Tadano confirms full year numbers

Tadano the world’s fourth largest mobile crane manufacturer has published its financial results for the 12 months to the end of March 2008.

Total revenues climbed 20.5 percent to ¥174 billion ($1.67 billion/£858 million) while profits jumped by almost 41 percent to ¥17.96 billion ($174/£88 million). A large gain on bad debt write backs boosted net income by 51 percent to ¥11.6 billion (/$112.4/£57 million).

Tadano says that after a slow start its domestic market due to delays in construction starts, strong replacement demand for its Rough Terrain cranes helped increase sales by 10.7 percent to ¥92.8 billion ($898 /£457 million).

Overseas it saw increases in demand in North America, Europe and the Middle East with export sales rising by almost 34 percent to ¥81,6 billion ($790/£401 million) This took export sales to a record 46.8 percent of total revenues.

The company continued operating under what it calls its Mid-Term Management Plan (2004-2007) and focused much of its efforts on expanding production of its mobile cranes, in spite of this it had to put orders on allocation due to ongoing component and material supply shortages

Sales by major product line

Mobile Cranes
In Japan the company saw strong increases in sales of its core 25 to 60 tonne Rough-Terrain cranes, driven by replacement demand, with sales up 24.7 percent to ¥42.4 billion ($410/£208 million). Export sales of mobile cranes grew by 41.8 percent to ¥62.6 billion ($606/£308 million).

As a result, sales of construction cranes surged 34.4% to 105,003 million yen compared with the previous fiscal year.

Loader Cranes

Demand for loader cranes, largely small straight telescopics, fell by 11.5 percent ¥15.2 billion ($147/£75 million) as the replacement cycle for trucks, driven by new diesel emission regulations came to an end.

Aerial work platforms

Tadano says that after a strong start demand from the telecommunications indsutry for its truck mounted lifts and digger derricks dropped off, as did orders from the rental industry, due it says to the impact of the revised Building Standard Law. In spite of the slow down, sales of aerial lifts increased by 15.4 percent to just under ¥15 billion ($145/£74 million).

Other

The balance of sales covers used equipment, replacement parts and services.

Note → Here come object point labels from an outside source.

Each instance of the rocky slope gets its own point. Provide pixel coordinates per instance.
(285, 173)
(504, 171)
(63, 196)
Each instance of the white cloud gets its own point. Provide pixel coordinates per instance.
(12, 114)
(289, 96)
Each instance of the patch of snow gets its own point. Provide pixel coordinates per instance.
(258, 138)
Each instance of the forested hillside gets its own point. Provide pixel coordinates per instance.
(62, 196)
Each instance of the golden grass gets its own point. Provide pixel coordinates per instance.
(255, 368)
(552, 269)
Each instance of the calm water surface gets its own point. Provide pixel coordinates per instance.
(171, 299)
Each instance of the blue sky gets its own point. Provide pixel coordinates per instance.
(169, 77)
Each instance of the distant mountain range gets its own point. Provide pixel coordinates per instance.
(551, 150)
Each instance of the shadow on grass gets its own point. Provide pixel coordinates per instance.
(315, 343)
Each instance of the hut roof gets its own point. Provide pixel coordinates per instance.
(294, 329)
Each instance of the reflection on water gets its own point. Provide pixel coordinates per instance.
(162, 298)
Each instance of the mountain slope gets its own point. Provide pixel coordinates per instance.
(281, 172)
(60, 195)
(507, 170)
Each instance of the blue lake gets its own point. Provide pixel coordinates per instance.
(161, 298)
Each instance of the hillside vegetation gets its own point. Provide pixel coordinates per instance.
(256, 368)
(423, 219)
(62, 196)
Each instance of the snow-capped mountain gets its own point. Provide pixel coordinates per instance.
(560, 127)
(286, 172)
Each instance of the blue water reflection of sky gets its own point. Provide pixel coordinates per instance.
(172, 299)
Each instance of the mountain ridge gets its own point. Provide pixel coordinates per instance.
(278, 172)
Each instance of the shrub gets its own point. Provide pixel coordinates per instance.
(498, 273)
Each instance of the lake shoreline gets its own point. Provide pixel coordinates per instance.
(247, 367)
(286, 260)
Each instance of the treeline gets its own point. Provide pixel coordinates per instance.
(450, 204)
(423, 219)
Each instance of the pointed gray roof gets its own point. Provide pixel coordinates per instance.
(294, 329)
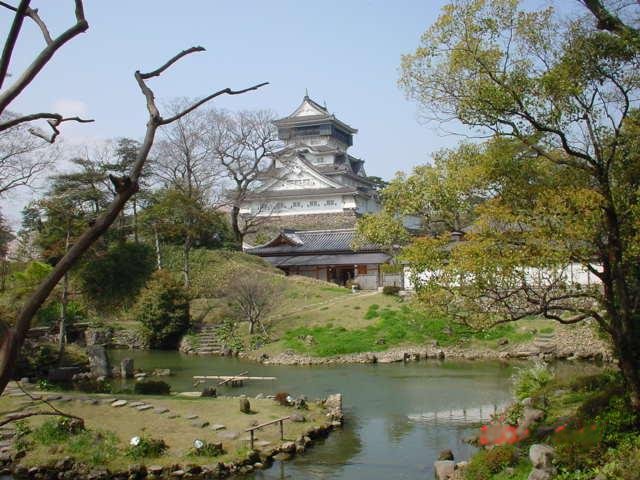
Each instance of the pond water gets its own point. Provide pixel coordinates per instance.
(398, 417)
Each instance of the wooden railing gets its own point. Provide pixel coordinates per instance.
(257, 427)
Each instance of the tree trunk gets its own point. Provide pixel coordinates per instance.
(185, 267)
(629, 362)
(235, 225)
(62, 335)
(135, 218)
(157, 243)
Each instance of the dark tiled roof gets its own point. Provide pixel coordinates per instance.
(297, 242)
(302, 192)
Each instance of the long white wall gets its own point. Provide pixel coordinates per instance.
(574, 273)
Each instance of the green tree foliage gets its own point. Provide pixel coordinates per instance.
(184, 217)
(559, 180)
(163, 309)
(114, 277)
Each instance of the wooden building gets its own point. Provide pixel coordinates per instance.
(328, 255)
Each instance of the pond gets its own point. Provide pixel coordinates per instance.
(398, 417)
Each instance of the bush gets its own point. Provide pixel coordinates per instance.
(116, 276)
(484, 464)
(372, 312)
(152, 387)
(528, 381)
(163, 310)
(202, 448)
(52, 432)
(391, 290)
(143, 447)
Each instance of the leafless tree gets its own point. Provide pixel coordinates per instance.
(23, 156)
(243, 144)
(13, 336)
(252, 298)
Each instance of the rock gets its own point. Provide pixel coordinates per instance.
(245, 406)
(444, 469)
(98, 361)
(62, 374)
(530, 416)
(209, 392)
(539, 474)
(445, 455)
(126, 368)
(288, 447)
(97, 336)
(541, 456)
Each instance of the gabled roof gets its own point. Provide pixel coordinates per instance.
(312, 113)
(309, 108)
(292, 242)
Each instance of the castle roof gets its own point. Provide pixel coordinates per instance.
(295, 242)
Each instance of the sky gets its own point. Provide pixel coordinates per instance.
(345, 53)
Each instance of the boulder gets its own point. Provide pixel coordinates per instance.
(245, 406)
(126, 368)
(444, 469)
(540, 474)
(541, 456)
(209, 392)
(531, 416)
(98, 361)
(445, 455)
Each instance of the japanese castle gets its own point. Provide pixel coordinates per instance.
(314, 191)
(313, 174)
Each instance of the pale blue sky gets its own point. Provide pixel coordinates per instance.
(346, 53)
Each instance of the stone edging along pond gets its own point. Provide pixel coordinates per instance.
(569, 344)
(67, 468)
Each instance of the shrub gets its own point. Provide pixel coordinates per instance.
(163, 310)
(143, 447)
(152, 387)
(95, 448)
(52, 432)
(282, 398)
(116, 276)
(372, 312)
(391, 290)
(528, 381)
(202, 448)
(484, 464)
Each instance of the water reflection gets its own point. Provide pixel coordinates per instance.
(385, 435)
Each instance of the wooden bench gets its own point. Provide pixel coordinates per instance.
(279, 420)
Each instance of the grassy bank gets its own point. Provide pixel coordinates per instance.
(106, 441)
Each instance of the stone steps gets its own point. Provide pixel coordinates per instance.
(209, 341)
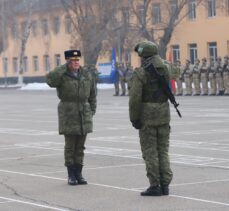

Used equipment remained flat, but parts sales grew strongly resulting in an almost seven percent ¥33.5 billion ($324/£165 million) growth in this area.

Forecasts for 2008/.2009

Tadano is taking a very cautious view of its current year, predicting revenues to grow by just over three percent, to ¥180billion ($1.74 billion/£886 million), while it expects profits to fall by eight percent to ¥16.5 billion ($160/£81 million). This is based on its economic assumptions that construction in Japan will continue to grow, while North America will decline and growth in Europe will slow.

It believes that a strong underlying need to replace an aging mobile crane fleet will also help boost its domestic sales, while it hopes to win great market share in the USA and Europe. It does anticipate though that loader crane sales will fall while aerial work platforms will remain roughly at this years levels.

As the company enters its 60th year, it will launch its new Mid-Term Management Plan from March 2008 to March 2011, under the theme, “overcoming market fluctuations toward a new trajectory of growth.”

During the period it is targeting to increase revenues to ¥200 billion ($1.9 billion) with up to 58 percent of that coming from exports. In terms of profits it is targeting ¥20 billion ($193 million).

Vertikal Comment

Tadano has done well with its mobile crane business although it could have done so much better had it had the capacity. This is particularly true of its Tadano Faun All Terrain cranes where the company is building a strong reputation and product line.

Its projections for 2008/9 look particularly conservative, if not gloomy, given that there is an even stronger underlying replacement demand in North American than in Japan. Not to mention the fact that given the fact that it’s additional capacity in both Japan and Europe is coming on full stream at a time when lead times for many of the products it makes are still long.

If this was an American or European company, we would accuse it of ‘sandbagging’ its forecasts. Given that it is Tadano and Japanese, the likelihood is that the forecast will become a self fulfilling prophecy.